Dinners with the family are definitely a high point of the home-stay experience. Although technically the program only provides for three dinners a week, Monica (and the whole family) is very generous and have offered to cook for me whenever I would like to be home for dinner. Also, they have offered me there internet and lots of other things that they wouldn’t normally give, which makes me very thankful. Anyway, dinners are great because it is a good time to listen to conversation and try to get as much out of it as I can. Usually I catch most what is being said but can’t contribute much to what is going on. The other night two of Elena’s friends were over and many different people were talking at once. I was totally lost and Monica saw me with this perplexed look on my face and just started laughing. It really is a lot of fun, and it has also been incredibly delicious. Miraculously, cheese has not once been a problem since I’ve been here. It’s a miracle! The first night we had fish (Sgombro, which I just looked up in the dictionary and found out is Mackerel) with potatoes and zucchini. The next night we had barbecue ribs with chili sauce and corn and salad. Another night we had rice which I think was basically risotto (no cheese) with red and yellow peppers on top and then a sort of omelet torte with spinach (yum). Then on Thursday night we had pasta with Tonno (Tuna fish like out of the can not like seared Ahi) with olives and mozzarella. Everything has been delicious so far. The one thing that aggravates me a little is that there never seems to be enough water. They drink water out of these small glasses and only a little bit at a time. I just always want a huge tall bichierre that I can gulp down after I’ve had something salty.

The house is really nice. It is off in a nice suburban neighborhood but is still not too far from in centro. There are I believe three other apartments, possibly four in the building that we live in. We are on the third floor and have a nice view of our street below off the little balcony overhang. There are four bedrooms and an office, with a really nice sitting room/living room with a couch/TV area and also a little work table. Then there is the kitchen, which is open to the sitting area but is also its own separate area.
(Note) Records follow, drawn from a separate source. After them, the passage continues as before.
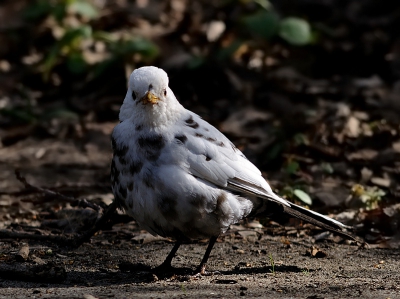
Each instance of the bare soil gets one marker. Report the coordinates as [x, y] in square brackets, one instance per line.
[104, 270]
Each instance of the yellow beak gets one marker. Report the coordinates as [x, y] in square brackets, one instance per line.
[149, 98]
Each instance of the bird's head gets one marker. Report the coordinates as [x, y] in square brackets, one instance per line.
[149, 99]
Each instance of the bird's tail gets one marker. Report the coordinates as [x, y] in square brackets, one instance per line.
[319, 220]
[274, 209]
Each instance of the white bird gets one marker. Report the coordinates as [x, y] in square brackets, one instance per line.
[179, 177]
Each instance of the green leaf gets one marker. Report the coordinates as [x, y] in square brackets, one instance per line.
[304, 197]
[295, 31]
[76, 64]
[84, 9]
[263, 24]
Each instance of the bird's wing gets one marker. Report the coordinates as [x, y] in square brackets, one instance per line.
[212, 157]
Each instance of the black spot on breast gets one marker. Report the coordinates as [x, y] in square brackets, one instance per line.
[181, 138]
[122, 191]
[198, 200]
[167, 206]
[152, 145]
[191, 123]
[153, 142]
[135, 167]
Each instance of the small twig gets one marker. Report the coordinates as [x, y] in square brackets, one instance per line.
[85, 237]
[51, 195]
[64, 240]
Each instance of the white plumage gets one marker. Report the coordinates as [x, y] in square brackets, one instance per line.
[177, 175]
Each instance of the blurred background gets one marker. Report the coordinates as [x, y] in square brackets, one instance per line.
[308, 90]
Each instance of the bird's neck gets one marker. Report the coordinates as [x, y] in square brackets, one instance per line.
[158, 116]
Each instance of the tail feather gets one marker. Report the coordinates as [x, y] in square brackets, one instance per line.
[318, 220]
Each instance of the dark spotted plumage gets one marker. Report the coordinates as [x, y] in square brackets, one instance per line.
[156, 142]
[135, 167]
[167, 206]
[179, 175]
[191, 123]
[182, 138]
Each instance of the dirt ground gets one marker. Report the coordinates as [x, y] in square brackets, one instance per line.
[103, 270]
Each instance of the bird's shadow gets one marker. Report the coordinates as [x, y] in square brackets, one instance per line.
[185, 273]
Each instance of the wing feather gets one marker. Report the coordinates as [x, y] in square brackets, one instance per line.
[212, 157]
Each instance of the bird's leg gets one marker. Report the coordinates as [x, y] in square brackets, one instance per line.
[166, 265]
[201, 269]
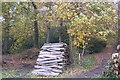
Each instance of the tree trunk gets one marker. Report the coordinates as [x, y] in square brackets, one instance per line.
[118, 40]
[48, 33]
[60, 31]
[36, 31]
[6, 40]
[6, 34]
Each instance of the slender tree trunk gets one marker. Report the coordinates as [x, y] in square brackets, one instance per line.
[6, 34]
[118, 40]
[6, 41]
[36, 31]
[48, 33]
[60, 31]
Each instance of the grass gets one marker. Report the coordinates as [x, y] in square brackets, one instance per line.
[88, 62]
[9, 74]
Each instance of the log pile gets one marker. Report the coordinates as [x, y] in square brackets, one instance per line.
[51, 59]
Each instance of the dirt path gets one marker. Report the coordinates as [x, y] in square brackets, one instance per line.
[100, 66]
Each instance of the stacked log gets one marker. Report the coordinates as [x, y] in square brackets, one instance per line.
[116, 62]
[51, 59]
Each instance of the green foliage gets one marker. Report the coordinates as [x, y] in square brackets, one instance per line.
[108, 73]
[88, 62]
[95, 45]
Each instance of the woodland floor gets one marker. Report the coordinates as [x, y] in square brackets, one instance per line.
[22, 64]
[102, 59]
The office is on one side of the house with Monica and Carlo’s bedroom and also Paolo’s bedroom. On the other side closer to the kitchen is the bathroom I use, the laundry room, Elena’s room and my room. Everything is very compact but at the same time there is plenty of room and everything is really well laid out. Nearby is the Chiesa di San Giuseppe which is I guess what our neighborhood is named after. A little beyond that is where I walk to cross the river into In Centro or to take the bus on Via Eugenia. The timing of the walk is not bad and the neighborhood is pretty beautiful so it is nice to walk slowly and enjoy the fact that I’m in Italy.
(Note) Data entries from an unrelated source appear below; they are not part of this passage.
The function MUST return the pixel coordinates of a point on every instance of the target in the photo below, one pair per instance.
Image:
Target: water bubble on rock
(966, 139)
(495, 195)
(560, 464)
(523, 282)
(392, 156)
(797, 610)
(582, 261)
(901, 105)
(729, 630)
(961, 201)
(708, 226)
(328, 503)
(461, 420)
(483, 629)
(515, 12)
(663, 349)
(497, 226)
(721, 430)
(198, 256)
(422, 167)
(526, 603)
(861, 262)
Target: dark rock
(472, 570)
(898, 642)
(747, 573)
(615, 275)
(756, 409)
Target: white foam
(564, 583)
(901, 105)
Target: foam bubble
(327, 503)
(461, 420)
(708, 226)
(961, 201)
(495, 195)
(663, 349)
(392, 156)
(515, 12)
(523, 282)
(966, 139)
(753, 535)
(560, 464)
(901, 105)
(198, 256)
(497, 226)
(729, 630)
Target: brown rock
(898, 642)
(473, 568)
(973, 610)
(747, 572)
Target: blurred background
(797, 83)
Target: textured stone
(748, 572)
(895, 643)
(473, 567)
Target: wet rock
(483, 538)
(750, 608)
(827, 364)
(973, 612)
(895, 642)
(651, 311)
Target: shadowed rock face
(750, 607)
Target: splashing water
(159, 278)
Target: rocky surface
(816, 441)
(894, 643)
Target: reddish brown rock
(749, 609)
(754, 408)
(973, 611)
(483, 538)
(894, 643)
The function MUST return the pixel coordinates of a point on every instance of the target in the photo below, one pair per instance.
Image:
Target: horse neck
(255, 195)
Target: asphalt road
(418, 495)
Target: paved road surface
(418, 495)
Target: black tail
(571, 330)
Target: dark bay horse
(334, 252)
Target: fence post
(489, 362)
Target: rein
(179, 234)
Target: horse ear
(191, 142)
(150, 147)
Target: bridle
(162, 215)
One good specific story from my time here so far is the time when I got lost. It sounds a little scary but in reality it was really enjoyable and a great experience to prepare me for the future. One day I was walking home with a few of the other girls to see how far it was from where they crossed the river to where I did (The river separates the main part of the city from the suburbs to the west of the city). Well When they crossed the river I headed north expecting to have to walk about 15 minutes to where the bridge I crossed would be. The walk along the river is beautiful, with lots of historical buildings and scenic bridges along the way. I was enjoying my walk, people watching and checking out interesting architecture when I decided I should probably check out the map to see where I was headed. I figured I was still pretty far south of where I should be so I was looking down on the map for the cross street I was near: Corso Milano. Now I found the street that I was on, a street called Via A. Mussato, but I couldn’t find the cross street anywhere. So I kept walking and walking, and nothing was really looking very familiar, and I felt after a while that I definitely had gone farther than I needed to. I started looking around for landmarks and I realized that I was near the Train Station which is at the very north end of town. I looked at the map again and I finally saw Corso Milano: it was 8 blocks north of where I should have turned. So it turned out I had walked probably a mile and a half to two miles farther than I needed to up river. I was proud of myself though that I eventually figured out what was going on and I never panicked. I just turned around and backtracked and eventually found the right spot to cross. I saw a whole bunch of the city and improved my navigation, I got a whole lot of good exercise, and got some great memories out of it.

Thursday, September 11, 2008

The Last Few Days

Things are moving quickly into academic mode here in Padova. Although we are only taking one class, I spent the afternoon yesterday working on homework. Granted there were several distractions because we were working in the Prato della valle, one of the largest piazzas in all of Europe, where there is always a lot going on. While we worked there was a guy with a scarf listening to an Ipod and dancing around watching the scarf blow in the wind for hours. Hard not to watch someone do something sort of crazy like that. Also, a very strange possibly drunk or possibly drugged up women in a very skimpy outfit kept walking by, she took a weird seated nap near us and then drunkenly ate an apple and wandered around some more. It was un po strano (a little weird).

Then tonight a few of us ate at a really nice restaurant for dinner, I had clam pasta, and then we went to the Piazza delle Erbe. There was a band of students, probably a little younger than my age, playing all these oldies, Elvis, Queen, Chuck Berry. They were so funny, because it was not clear whether or not they understood the English words that they were saying, and the Italian audience seemed to love it. They were all dancing around and cheering "bravo." Definitely a fun experience.

Tomorrow we're headed for Venice, so I'll probably update about that next time.

Ciao Tutti!

Tuesday, September 9, 2008

First Day of Classes

Today we sterted class, our intensive language month. We ate in the mensa, University of Padova's cafeteria, and it was fantastic. they have beer, red wine and white wine in the soda fountains, which is sort of ridiculous but funny. I had gnocchi and a fried chicken type thing with potatoes and green beans. Also, we had coffee afterward, and it all cost only 4 €. Last night I watched War of the Worlds with my host parents and went to bed early, but I'm hoping I can figure out a good way to get out and hang out with people without having to walk places alone. I'll find a way eventually, hopefully soon. It is a lot of fun to just explore, but now that classes have started I will have to do my homework. Getting it done early is probably a good idea. I haven't really had too many super Italian meals... I had rice and vegetables last night and barbecue pork the night before. All in all I am enjoying myself a lot and can't wait to learn more.

Ciao Tutti!

Monday, September 8, 2008

Day 4

This is just a quick update to see if everything is up and running. We took our placement test today and we start the intensive month of language classes tomorrow. I will update with more detail later.